5. Hansen PC, O'Leary DP. The use of the L-curve in the regularization of discrete ill-posed problems. SIAM J Sci Comput. 1993; 14(6), 1487-1503.


Figures

Figure 1: Example Yarn-Ball k-space trajectory. 3D k-space trajectory diagram with dual echo readouts (center out followed by edge to center readouts) and corresponding gradient waveforms (TE = 0.07 ms and 2.79 ms).

Figure 2: Images before and after background signal correction. Significant background signal variations in the acquired (raw) images prevents accurate signal quantification. Background correction equalizes signal across the entire imaging volume, and allows for relative water fraction measurement. Maximum intensity projection (MIP) images include 10 slices.

Figure 3: Lung mask generation using dual-echo images.

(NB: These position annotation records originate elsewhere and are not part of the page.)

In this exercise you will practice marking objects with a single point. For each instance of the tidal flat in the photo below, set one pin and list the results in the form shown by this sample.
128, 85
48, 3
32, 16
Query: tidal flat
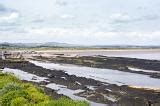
94, 76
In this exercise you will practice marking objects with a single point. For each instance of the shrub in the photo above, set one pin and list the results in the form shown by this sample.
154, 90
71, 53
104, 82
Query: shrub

High lung parenchyma contrast between the 1st and 2nd echo images (due to short lung T2*) enabled automated selection of a mask to select lung tissue. (5 of 124 slices covering the lung volume are shown).

Figure 4: Chest to Back Lung Signal Variation. The lungs were segmented into 10 equally spaced regions from chest to back, for the right and left lungs (free breathing acquisitions). Increasing relative water fraction towards the back of the lungs is expected for supine subject positioning.

Figure 5: Lung Water Density Maps. Coronal slices from chest to back show relative lung water content in a healthy control subject (Free-Breathing). Large blood vessels were automatically removed with the mask (Fig. 3). Higher water fraction is observed towards the back as expected.